David Leitch’s action-packed Bullet Train, starring Brad Pitt as a hellbent assassin, is leading a quiet weekend at the North American box office.
In normal times, Hollywood studios would continue to release event films throughout August. This year is different as the entertainment business emerges from the pandemic and grapples with production and post-production delays.
Bullet Train is considered the last big Hollywood studio title of summer 2022. The film is doing OK business and should earn $13 million this weekend from 4,357 theaters for a 10-day domestic total of $54.2 million. One hitch: even with little competition, Bullet Train looks to fall more than 57 percent from its opening weekend, although that isn’t unusual for a male-skewing action pic. The movie earned $3.9 million on Friday.
Elsewhere, Top Gun: Maverick is making an impressive comeback in its 12th weekend, thanks to being released in hundreds of theaters, including premium screen venues.
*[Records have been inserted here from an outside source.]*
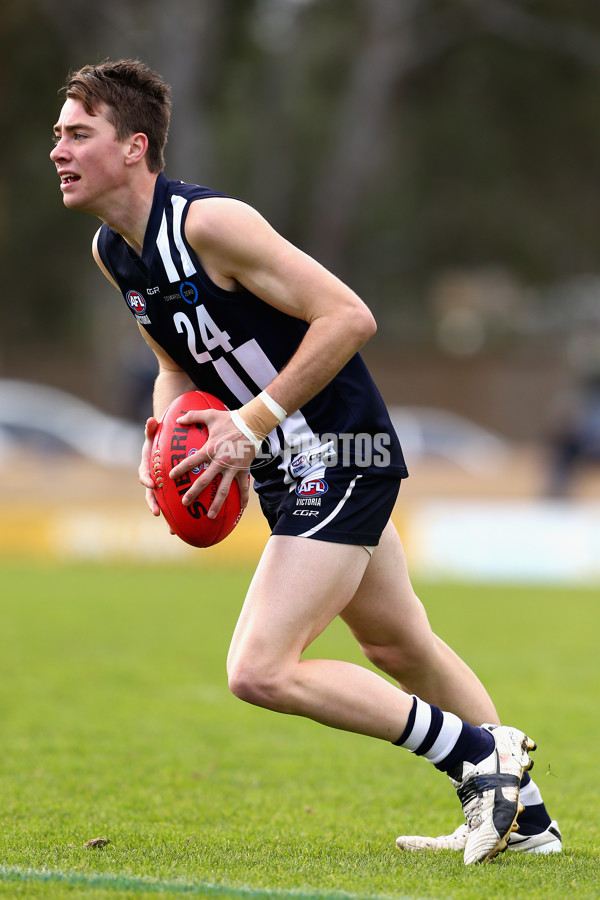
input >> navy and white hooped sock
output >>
[393,695,495,772]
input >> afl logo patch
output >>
[125,291,146,316]
[179,281,198,306]
[296,478,329,497]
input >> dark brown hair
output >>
[63,59,171,172]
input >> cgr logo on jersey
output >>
[296,478,329,497]
[125,291,146,316]
[179,281,198,306]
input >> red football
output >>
[152,391,242,547]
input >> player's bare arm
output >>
[92,231,195,516]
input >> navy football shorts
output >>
[254,466,400,549]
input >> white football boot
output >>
[396,819,562,853]
[440,725,536,866]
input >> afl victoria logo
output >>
[125,291,146,316]
[296,478,328,497]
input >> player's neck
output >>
[100,172,157,256]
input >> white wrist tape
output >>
[258,391,287,424]
[229,409,262,450]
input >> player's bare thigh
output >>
[340,522,436,677]
[228,535,371,668]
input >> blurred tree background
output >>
[0,0,600,439]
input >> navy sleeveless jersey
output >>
[98,174,408,482]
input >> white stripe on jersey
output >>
[171,194,196,277]
[156,212,181,283]
[298,475,362,537]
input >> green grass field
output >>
[0,557,600,900]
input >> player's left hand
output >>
[169,409,256,519]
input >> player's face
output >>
[50,99,128,216]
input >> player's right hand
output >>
[138,416,160,516]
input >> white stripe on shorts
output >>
[298,475,362,537]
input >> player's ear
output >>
[125,131,148,166]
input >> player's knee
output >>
[361,641,431,681]
[228,661,284,710]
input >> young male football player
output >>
[51,60,560,864]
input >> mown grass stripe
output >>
[0,866,419,900]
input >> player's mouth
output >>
[60,172,81,191]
The Paramount and Skydance movie is pacing to earn $6.6 million for the weekend from 3,181 cinemas for a second-place finish. It’s certain now that the Tom Cruise movie will jump the $700 million mark domestically. (Globally, it has earned north of $1.35 billion, one of the best showings of all time.)
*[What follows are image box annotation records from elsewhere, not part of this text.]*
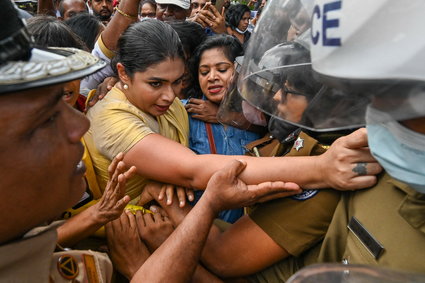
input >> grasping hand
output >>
[105,211,150,279]
[138,181,195,207]
[319,128,382,190]
[136,211,174,253]
[93,153,136,223]
[193,2,226,33]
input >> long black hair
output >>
[65,13,103,51]
[190,34,243,97]
[225,4,251,30]
[111,19,184,78]
[27,15,88,51]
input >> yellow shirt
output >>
[84,88,189,199]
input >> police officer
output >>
[0,0,298,282]
[243,0,425,281]
[312,0,425,273]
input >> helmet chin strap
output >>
[235,28,248,34]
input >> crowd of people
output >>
[0,0,425,282]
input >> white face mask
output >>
[366,107,425,193]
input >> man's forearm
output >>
[132,198,217,282]
[102,0,140,51]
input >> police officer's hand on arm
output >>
[132,160,296,282]
[58,153,136,247]
[319,128,382,190]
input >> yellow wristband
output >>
[115,7,137,20]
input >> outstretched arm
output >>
[132,160,294,282]
[101,0,140,51]
[124,129,382,193]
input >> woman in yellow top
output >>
[84,19,381,200]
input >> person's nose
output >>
[162,85,176,103]
[208,69,217,82]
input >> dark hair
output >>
[111,19,184,78]
[139,0,156,11]
[169,21,206,58]
[27,16,87,50]
[58,0,88,17]
[190,34,243,96]
[65,13,102,50]
[225,4,251,29]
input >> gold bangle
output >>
[115,7,137,20]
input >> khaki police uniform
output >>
[319,174,425,273]
[243,132,340,282]
[0,223,113,283]
[248,173,425,282]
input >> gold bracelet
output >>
[115,7,138,20]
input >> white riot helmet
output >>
[238,0,369,131]
[311,0,425,122]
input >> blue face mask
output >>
[366,107,425,193]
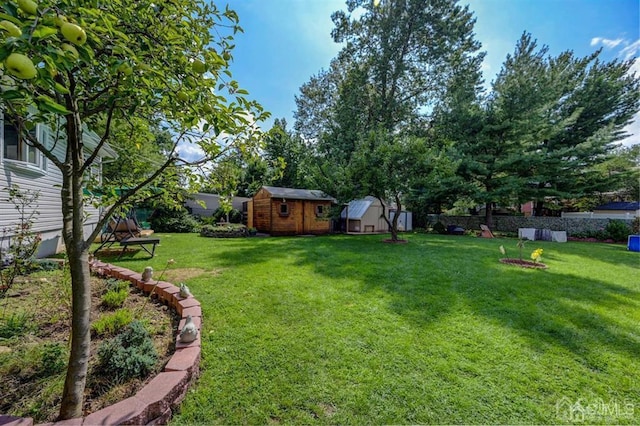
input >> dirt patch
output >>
[0,272,178,423]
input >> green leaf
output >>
[0,13,22,27]
[36,95,71,115]
[32,26,58,38]
[0,90,25,101]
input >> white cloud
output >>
[591,37,625,49]
[178,141,204,161]
[620,39,640,60]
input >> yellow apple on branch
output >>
[60,22,87,46]
[4,53,38,80]
[0,20,22,37]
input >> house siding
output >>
[0,125,100,257]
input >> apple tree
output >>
[0,0,266,419]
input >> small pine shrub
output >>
[102,288,129,309]
[106,278,129,291]
[96,321,158,383]
[433,222,447,234]
[604,220,631,241]
[40,343,67,377]
[91,309,133,336]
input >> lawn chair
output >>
[93,210,142,254]
[480,225,494,238]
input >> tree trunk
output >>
[58,108,91,420]
[484,202,493,229]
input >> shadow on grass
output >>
[215,235,640,368]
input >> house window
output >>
[0,116,46,169]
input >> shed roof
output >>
[340,199,373,220]
[340,195,380,220]
[263,186,337,203]
[593,201,640,211]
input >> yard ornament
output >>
[180,315,198,343]
[180,283,191,299]
[142,266,153,281]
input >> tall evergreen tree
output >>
[298,0,479,239]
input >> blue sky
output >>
[217,0,640,144]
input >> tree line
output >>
[230,0,640,236]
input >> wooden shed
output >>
[248,186,336,235]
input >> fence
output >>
[429,215,633,236]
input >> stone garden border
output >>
[0,261,202,426]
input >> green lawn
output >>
[107,234,640,424]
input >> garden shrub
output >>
[91,309,133,336]
[102,288,129,309]
[106,278,129,291]
[0,312,34,339]
[211,207,242,224]
[96,321,158,383]
[433,222,447,234]
[605,219,631,241]
[200,223,249,238]
[40,343,67,377]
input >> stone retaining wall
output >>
[0,261,202,426]
[429,215,633,236]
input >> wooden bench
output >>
[118,238,160,259]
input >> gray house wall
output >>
[0,119,101,257]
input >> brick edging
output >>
[0,261,202,426]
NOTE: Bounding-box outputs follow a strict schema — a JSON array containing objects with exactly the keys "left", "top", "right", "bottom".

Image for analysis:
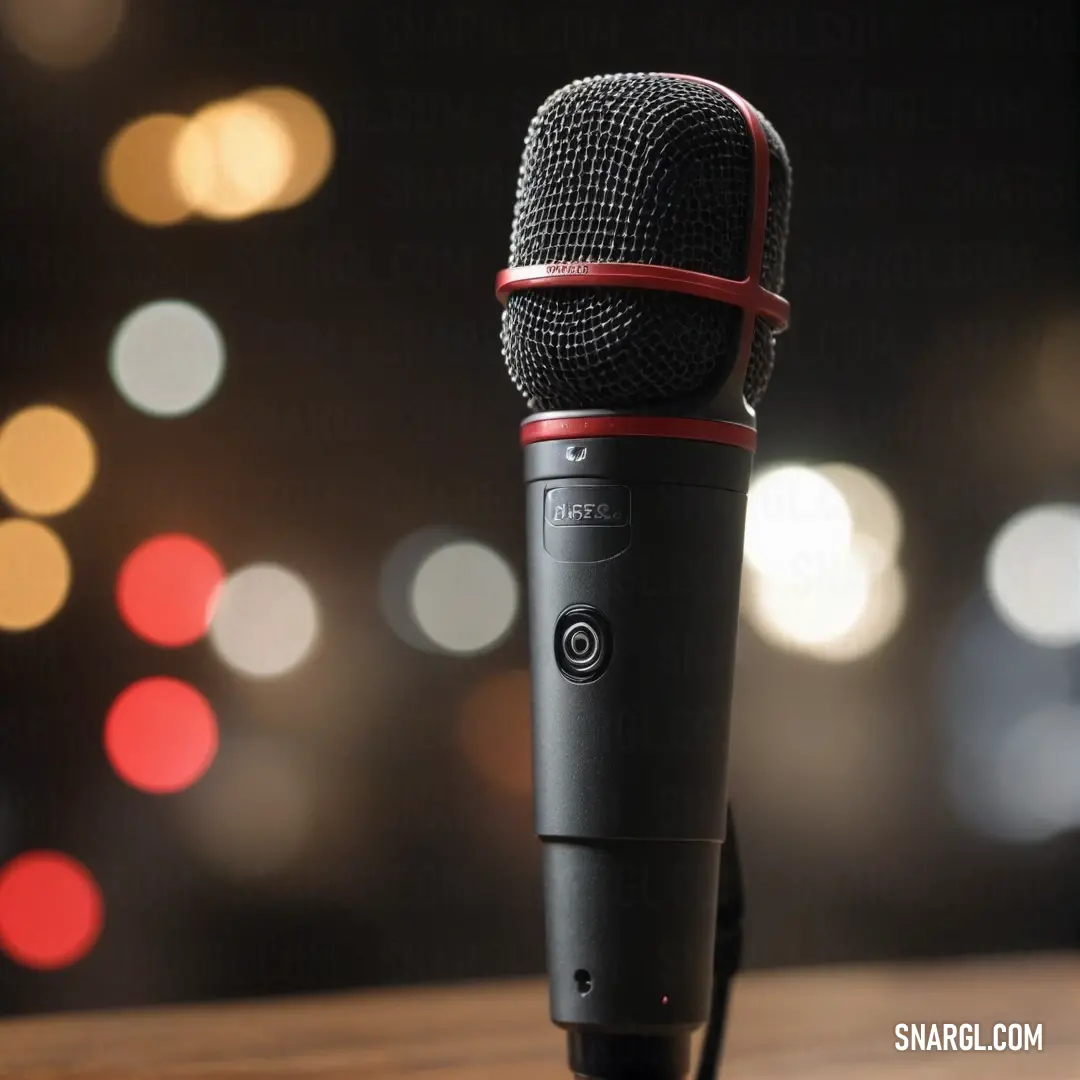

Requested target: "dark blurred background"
[{"left": 0, "top": 0, "right": 1080, "bottom": 1013}]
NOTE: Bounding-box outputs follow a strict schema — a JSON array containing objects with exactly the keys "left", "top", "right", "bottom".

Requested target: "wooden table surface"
[{"left": 0, "top": 957, "right": 1080, "bottom": 1080}]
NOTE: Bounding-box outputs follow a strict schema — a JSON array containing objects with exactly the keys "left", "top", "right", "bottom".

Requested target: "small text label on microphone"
[
  {"left": 544, "top": 485, "right": 630, "bottom": 526},
  {"left": 894, "top": 1023, "right": 1042, "bottom": 1054},
  {"left": 543, "top": 262, "right": 589, "bottom": 276}
]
Holdovers DC League of Super Pets, Nope and Thor: Love and Thunder are expected to round out the top five.
Other titles cracking the top 10 chart include A24’s specialty film Bodies Bodies Bodies, which looks to come in No. 8 with an estimated $3 million from 928 theaters. Directed by Halina Reijn, the black comedy turns the slasher genre on its head and stars Amandla Stenberg, Maria Bakalova, Pete Davidson, Rachel Sennott, Myha’la Herrold, Chase Sui Wonders and Lee Pace. A24 is rolling out the film slowly throughout the month; it began its run in a smattering of cinemas last weekend.
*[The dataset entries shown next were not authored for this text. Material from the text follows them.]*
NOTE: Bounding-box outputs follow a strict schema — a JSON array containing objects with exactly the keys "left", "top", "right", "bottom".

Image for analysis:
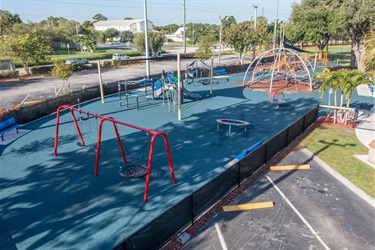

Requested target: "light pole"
[
  {"left": 218, "top": 16, "right": 228, "bottom": 66},
  {"left": 272, "top": 0, "right": 279, "bottom": 49},
  {"left": 184, "top": 0, "right": 186, "bottom": 54},
  {"left": 253, "top": 5, "right": 258, "bottom": 60},
  {"left": 144, "top": 0, "right": 150, "bottom": 79}
]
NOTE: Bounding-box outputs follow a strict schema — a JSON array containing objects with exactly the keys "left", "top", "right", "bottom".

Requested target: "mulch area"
[{"left": 161, "top": 117, "right": 354, "bottom": 250}]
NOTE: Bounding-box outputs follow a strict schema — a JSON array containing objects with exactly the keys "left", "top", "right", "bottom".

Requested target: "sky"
[{"left": 0, "top": 0, "right": 301, "bottom": 26}]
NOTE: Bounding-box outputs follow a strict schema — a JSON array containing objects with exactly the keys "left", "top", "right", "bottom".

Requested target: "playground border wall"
[{"left": 114, "top": 105, "right": 319, "bottom": 250}]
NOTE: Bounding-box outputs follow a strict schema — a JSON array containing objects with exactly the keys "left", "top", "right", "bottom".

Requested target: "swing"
[
  {"left": 119, "top": 133, "right": 149, "bottom": 178},
  {"left": 77, "top": 110, "right": 98, "bottom": 149}
]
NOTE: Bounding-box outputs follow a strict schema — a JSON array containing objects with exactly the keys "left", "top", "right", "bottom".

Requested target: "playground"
[{"left": 0, "top": 58, "right": 372, "bottom": 249}]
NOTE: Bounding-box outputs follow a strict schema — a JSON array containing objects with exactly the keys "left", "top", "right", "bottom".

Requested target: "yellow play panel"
[
  {"left": 270, "top": 165, "right": 310, "bottom": 171},
  {"left": 223, "top": 201, "right": 274, "bottom": 212}
]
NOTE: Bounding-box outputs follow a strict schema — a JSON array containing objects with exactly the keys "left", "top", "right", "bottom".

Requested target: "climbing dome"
[{"left": 243, "top": 48, "right": 315, "bottom": 92}]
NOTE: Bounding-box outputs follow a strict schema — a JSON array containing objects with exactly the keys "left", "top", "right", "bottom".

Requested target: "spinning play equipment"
[
  {"left": 271, "top": 91, "right": 287, "bottom": 107},
  {"left": 53, "top": 105, "right": 176, "bottom": 202}
]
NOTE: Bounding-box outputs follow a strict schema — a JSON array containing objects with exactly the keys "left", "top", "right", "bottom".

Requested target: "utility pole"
[
  {"left": 143, "top": 0, "right": 150, "bottom": 79},
  {"left": 253, "top": 5, "right": 258, "bottom": 60},
  {"left": 184, "top": 0, "right": 186, "bottom": 54},
  {"left": 218, "top": 16, "right": 223, "bottom": 66}
]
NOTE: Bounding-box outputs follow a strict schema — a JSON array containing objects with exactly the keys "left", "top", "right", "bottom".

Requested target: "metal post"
[
  {"left": 184, "top": 0, "right": 186, "bottom": 54},
  {"left": 272, "top": 0, "right": 279, "bottom": 49},
  {"left": 98, "top": 61, "right": 104, "bottom": 103},
  {"left": 177, "top": 53, "right": 181, "bottom": 121},
  {"left": 253, "top": 5, "right": 258, "bottom": 60},
  {"left": 218, "top": 16, "right": 223, "bottom": 66}
]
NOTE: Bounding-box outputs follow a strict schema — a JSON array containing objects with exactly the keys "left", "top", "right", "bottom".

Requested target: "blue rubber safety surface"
[{"left": 0, "top": 74, "right": 372, "bottom": 249}]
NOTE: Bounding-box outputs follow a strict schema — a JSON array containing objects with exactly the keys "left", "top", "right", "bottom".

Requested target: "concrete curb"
[{"left": 301, "top": 148, "right": 375, "bottom": 208}]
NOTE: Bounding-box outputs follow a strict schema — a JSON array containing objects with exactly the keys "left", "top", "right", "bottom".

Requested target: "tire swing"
[
  {"left": 271, "top": 91, "right": 287, "bottom": 108},
  {"left": 119, "top": 133, "right": 149, "bottom": 178}
]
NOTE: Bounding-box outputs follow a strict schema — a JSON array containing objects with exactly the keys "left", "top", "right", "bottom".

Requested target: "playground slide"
[{"left": 182, "top": 87, "right": 202, "bottom": 99}]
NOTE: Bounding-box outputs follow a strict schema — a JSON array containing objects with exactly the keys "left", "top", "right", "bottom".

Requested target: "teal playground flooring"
[{"left": 0, "top": 74, "right": 373, "bottom": 249}]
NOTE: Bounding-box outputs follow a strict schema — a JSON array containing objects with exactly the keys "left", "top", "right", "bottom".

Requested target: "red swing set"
[{"left": 53, "top": 105, "right": 176, "bottom": 202}]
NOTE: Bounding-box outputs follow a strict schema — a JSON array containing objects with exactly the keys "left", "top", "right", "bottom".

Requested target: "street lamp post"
[
  {"left": 272, "top": 0, "right": 279, "bottom": 49},
  {"left": 184, "top": 0, "right": 186, "bottom": 54},
  {"left": 144, "top": 0, "right": 150, "bottom": 79},
  {"left": 218, "top": 16, "right": 229, "bottom": 66},
  {"left": 218, "top": 16, "right": 223, "bottom": 66}
]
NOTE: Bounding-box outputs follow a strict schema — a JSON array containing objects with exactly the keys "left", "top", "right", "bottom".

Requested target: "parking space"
[{"left": 183, "top": 147, "right": 375, "bottom": 249}]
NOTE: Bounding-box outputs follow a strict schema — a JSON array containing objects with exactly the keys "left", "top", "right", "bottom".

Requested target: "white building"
[
  {"left": 165, "top": 27, "right": 189, "bottom": 42},
  {"left": 94, "top": 19, "right": 154, "bottom": 33}
]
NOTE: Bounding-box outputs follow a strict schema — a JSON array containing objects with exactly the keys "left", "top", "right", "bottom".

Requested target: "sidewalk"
[{"left": 355, "top": 106, "right": 375, "bottom": 168}]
Another new offering this weekend is Lionsgate’s Fall, an adventure-thriller about a group of climbers. The movie, directed by Scott Mann and starring Grace Caroline Currey and Virginia Gardner, may fall outside the top 10 with a projected $2 million debut from 1,548 locations.
Indie distributor Gravitas Ventures is also taking advantage of the slowdown in summer tentpole fare. The company is releasing Mack and Rita in roughly 2,000 theaters, albeit to dismal results. The adult-skewing comedy — starring Elizabeth Lail as a 30-year-old woman who wakes up after a bachelorette party to discover she is 70 years old, with the older version of herself played by Diane Keaton — may not even get to $1 million in its box office debut.
Fall received a B CinemaScore from audiences, while Mack and Rita flunked with a rare D+.
That would put Mack and Rita behind this weekend’s rerelease of E.T. the Extra-Terrestrial, which looks to earn $1.1 or $1.2 million from only 389 theaters.
Weekend numbers will be updated Sunday.